Eventually the scientist drawing these conclusions, and some even more alarming ones, is fired and blacklisted.
He tries a press conference.
....Eddie Fry called him two days later. Eddie was the reporter who knew him best. "They killed the story," said Eddie. "We had to clear it with government sources, and they persuaded every press association and newspaper that knew about it to kill it. They said it would destroy the national economy that was being built up on the space program. We tried to make them believe it, Jim, but we couldn't do it. It was hard enough to be convinced when we were listening to you. Second hand, it just wouldn't go over. You really can't blame them....
The scientist, his colleague, and their spouses move to northern Canada. It's an interesting choice made by Jones: taking characters who have been indoors throughout the story and shoving them into wide open and unprotected spaces.
....In Canada that winter, Jim was sure the wolves howled on cold, moonlit nights more than ever before. And something new was happening to the moon. The silver light was taking on a faint tint of orange. The radio told of a very learned report by some astronomer who spoke obscurely of changes in albedo and percentages of atmospheric dust and angstroms of sunlight. Any fool could see the moon was changing color.
Jim listened to the wolves howling in the forest, and he thought of Cramer's Pond when he was a boy, and of a machine tumbling into a crevasse where a terrible darkness lay, and he wondered how long it would be.

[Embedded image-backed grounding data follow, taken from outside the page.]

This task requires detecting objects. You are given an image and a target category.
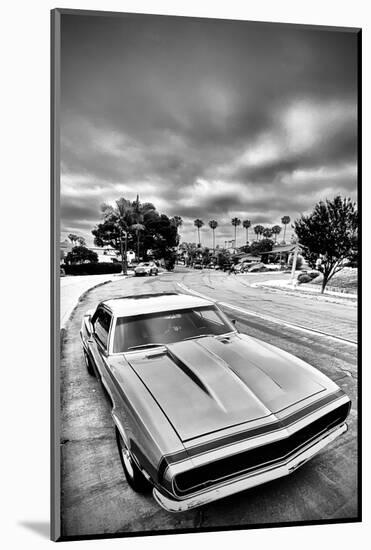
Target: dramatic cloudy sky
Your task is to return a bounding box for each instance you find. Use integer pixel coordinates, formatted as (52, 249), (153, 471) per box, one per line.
(60, 13), (358, 248)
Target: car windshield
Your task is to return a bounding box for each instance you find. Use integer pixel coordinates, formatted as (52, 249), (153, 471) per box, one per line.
(112, 306), (234, 353)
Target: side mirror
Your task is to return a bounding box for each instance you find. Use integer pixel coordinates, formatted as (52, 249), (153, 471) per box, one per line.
(231, 319), (237, 326)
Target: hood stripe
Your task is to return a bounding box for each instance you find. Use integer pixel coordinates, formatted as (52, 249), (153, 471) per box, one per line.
(166, 348), (212, 397)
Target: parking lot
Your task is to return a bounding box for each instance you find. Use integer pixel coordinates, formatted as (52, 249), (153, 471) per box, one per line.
(60, 268), (358, 538)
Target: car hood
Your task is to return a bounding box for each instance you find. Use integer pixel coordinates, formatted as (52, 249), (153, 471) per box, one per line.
(126, 334), (332, 442)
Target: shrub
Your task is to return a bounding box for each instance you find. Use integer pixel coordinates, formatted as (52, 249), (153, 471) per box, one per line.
(308, 270), (321, 280)
(297, 273), (312, 284)
(65, 245), (98, 265)
(63, 262), (122, 276)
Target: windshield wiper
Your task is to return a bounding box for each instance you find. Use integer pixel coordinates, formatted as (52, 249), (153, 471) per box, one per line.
(127, 343), (165, 351)
(184, 334), (215, 341)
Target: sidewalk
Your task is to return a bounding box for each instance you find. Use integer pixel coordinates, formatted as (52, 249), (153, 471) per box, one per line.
(60, 274), (124, 328)
(249, 277), (357, 305)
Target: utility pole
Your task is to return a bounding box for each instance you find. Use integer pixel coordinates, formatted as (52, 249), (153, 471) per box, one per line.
(120, 228), (128, 275)
(290, 244), (299, 284)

I have skipped over the most tantalizing discoveries made concerning the moon menace. They straddle the absurd/sublime borderline, and seem very rickety upon reflection. The writing style Jones employs, similar to the mainstream midcentury slick style of a Jack Finney, muds-over our second thoughts as we go along.
After "Stay Off the Moon!" I moved on to "The Moon Is Death" (1953), from the collection The Non-Statistical Man (1964).
This is slightly more hardish SF, with men from a space station in lunar orbit trying to figure out why no one has returned from any of the moon landings. Men have landed on Mars and returned, but not from our own satellite.
And this is not just landing three men at a time. This is trios of atomic rockets landing hundreds of men. Real John W. Campbell stuff. And none return. Their radio reports are normal. Until the crisis begins, usually on day three. Then nothing.
It's a lovely ghostly tale of skeletons in space suits, weird clues, and dead men's dying diary entries.